NAMI HelpLine

Mar 8, 2013

GlobalCarrie Fisher speaking at the 2012 Comic-Con International in San Diego.
(Photo: Gage Skidmore – Flickr)

Carrie Fisher is much more than the actress who played Princess Leia in the Star Wars movies.

“I have a chemical imbalance that, in its most extreme state, will lead me to a mental hospital,” said actress she said in a television interview in 2001, disclosing that she lives with bipolar disorder.

“I am mentally ill. I can say that. I am not ashamed of that.”

“I survived that. I am still surviving it.”

The disclosure led to NAMI honoring Fisher with its Purdy Award, presented each year to a person who has made a national contribution toward ending the stigma and discrimination that surrounds mental illness.

Fisher’s words are now echoing across more than a decade, after she was hospitalized on Feb. 24, following a bipolar episode during a performance on a Caribbean cruise ship.

There was a brief frenzy in the news media. Fisher had appeared drunk, slurring words and singing off key. But the tone of the news coverage seemed somehow different than that surrounding other celebrity misfortunes.

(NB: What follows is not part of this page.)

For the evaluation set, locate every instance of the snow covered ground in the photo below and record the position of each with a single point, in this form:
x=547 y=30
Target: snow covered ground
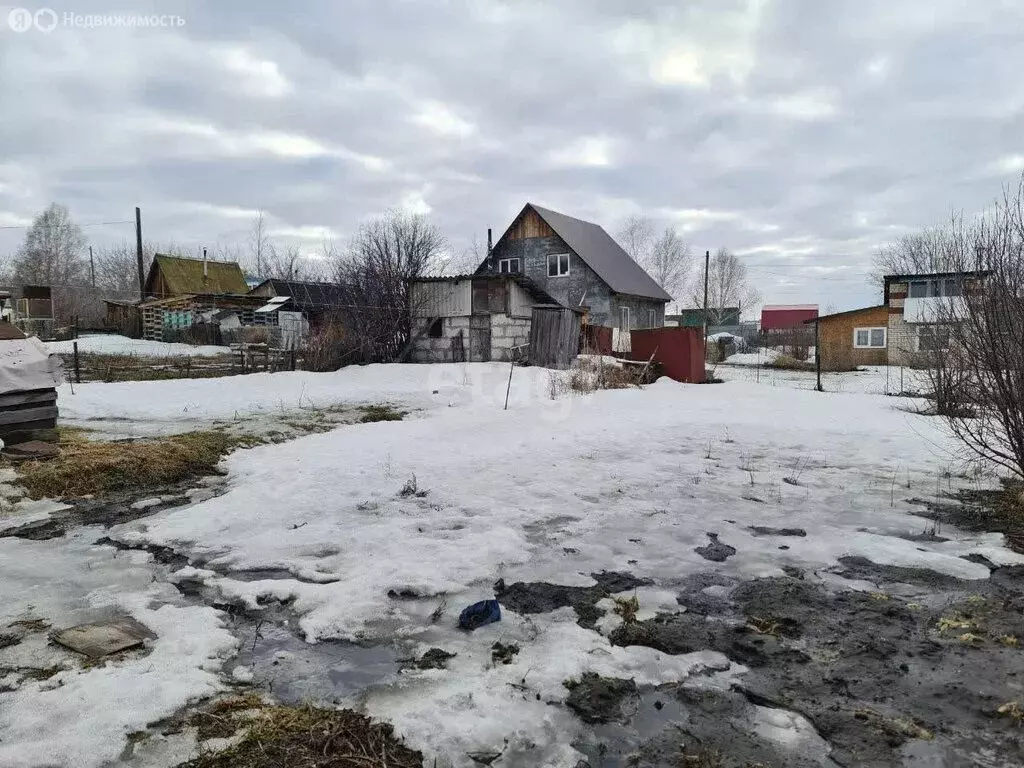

It seemed to reflecting greater understanding that bipolar disorder is a medical condition.

An ABC News headline called the story a “bipolar incident.”

“There was a medical incident related to Carrie Fisher’s bipolar disorder. She went to the hospital briefly to adjust her medication and is feeling much better now,” said a representative of the actress—who was carefully quoted in news accounts.

Bipolar disorder can be managed, but it can’t be cured.

In 2008, Fisher published a humorous memoir Wishful Drinking that includes her struggle with mental illness. She then turned it into a stage performance and an HBO documentary.

“Having waited my entire life to get an award for something…I now get awards all the time for being mentally ill, she wrote in the book.

“I’m apparently very good at it… It’s better than being bad at being insane, right? How tragic it would be to be runner-up for Bipolar Woman of the Year.”

But Fisher has also been deadly serious in raising public awareness about bipolar disorder.  She has compared the condition to fighting in Afghanistan.

“In this case the bombs and bullets come from the inside.”

Besides the pills that a person has to take, “they should issue medals.”

If news coverage of Fisher’s recent bipolar incident does indeed reflect a more informed shift in tone in the news media, at least part of the credit should go to her contributions to public education.